Pinhole cameras have always something magical about them, because they go back to the basics of photography: no lens, no shutter, just a pinhole, a box and a film… The Pinhole Blender mini 120 is one of these magic cameras.
As soon as I discovered the Pinhole Blender cameras in a LSI newsletter, I was seduced: first, because I love pinhole cameras, and second – because these nice little round metal boxes looked so great that I couldn’t resist to buy one immediately!
The Pinhole Blender family consists of 6 different models, in 120 & 35 mm format allowing to create fascinating & surrealist images (go to the pinhole blender site for more info about this family).
I ordered the Pinhole Blender mini 120, that means that it works with 120 Film format and the “mini” is a bit smaller than the “original” one, and even if I didn’t try the “original” one, I think the “mini” has much more distortion in the shots as the “curve” of the box is stronger.
The camera comes with a little instruction paper and a very useful conversion table of the exposure times to apply for shooting. There are also 2 little “magnet” reminders (clever idea of the “magnet” because you just can put it on the box while shooting to never forget the basic exposure rules.
Then you have 2 different pinholes: a real pinhole of f:200 one and and a “zone plate” of f:64 (a pinhole with a wider aperture that means shorter exposure times but with a more blurry effect on the edges). You can choose then to shoot individual images or blending the images together, all depends of how much you advance the film after each shot (and can produce some surprising results…)

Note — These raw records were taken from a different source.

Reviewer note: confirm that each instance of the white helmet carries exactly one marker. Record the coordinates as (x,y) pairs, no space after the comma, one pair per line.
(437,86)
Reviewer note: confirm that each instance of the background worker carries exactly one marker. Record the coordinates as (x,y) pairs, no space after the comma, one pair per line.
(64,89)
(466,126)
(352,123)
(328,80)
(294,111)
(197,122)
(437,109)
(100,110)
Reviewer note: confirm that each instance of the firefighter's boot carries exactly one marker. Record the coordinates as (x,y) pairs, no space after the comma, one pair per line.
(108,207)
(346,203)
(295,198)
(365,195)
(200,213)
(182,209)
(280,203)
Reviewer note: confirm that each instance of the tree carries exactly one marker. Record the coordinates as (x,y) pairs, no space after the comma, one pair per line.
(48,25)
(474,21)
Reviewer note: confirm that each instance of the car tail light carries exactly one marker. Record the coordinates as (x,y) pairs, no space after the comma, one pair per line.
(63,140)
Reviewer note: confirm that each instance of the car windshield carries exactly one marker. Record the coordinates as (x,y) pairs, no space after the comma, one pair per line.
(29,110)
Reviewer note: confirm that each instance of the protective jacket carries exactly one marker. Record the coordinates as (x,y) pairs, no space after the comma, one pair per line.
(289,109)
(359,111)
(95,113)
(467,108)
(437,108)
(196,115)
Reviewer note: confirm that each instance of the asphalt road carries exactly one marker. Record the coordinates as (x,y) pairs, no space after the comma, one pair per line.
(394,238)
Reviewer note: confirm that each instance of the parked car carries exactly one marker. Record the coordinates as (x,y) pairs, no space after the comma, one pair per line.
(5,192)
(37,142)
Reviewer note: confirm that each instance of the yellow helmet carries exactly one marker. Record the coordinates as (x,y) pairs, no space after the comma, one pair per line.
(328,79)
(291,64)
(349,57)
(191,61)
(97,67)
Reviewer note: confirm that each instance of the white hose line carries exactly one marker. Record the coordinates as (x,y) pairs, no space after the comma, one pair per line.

I only tried out 2 b&w films in f:200 pinhole mode for the moment and I’m still in the “testing” time of this camera, but I wanted to share my first results and impressions about this cam with you (and I will add new shots to this entry as soon as I got some. What I really like is that this little box is easy to carry around, easy to put anywhere because of its shape (and you also got a tripod mount on the bottom of the cam) and how the people around you are looking at you, and some of them are asking what you’re doing there… And it’s a nice way to show the people that you can produce pictures with such “basic” cameras and not only digital ones.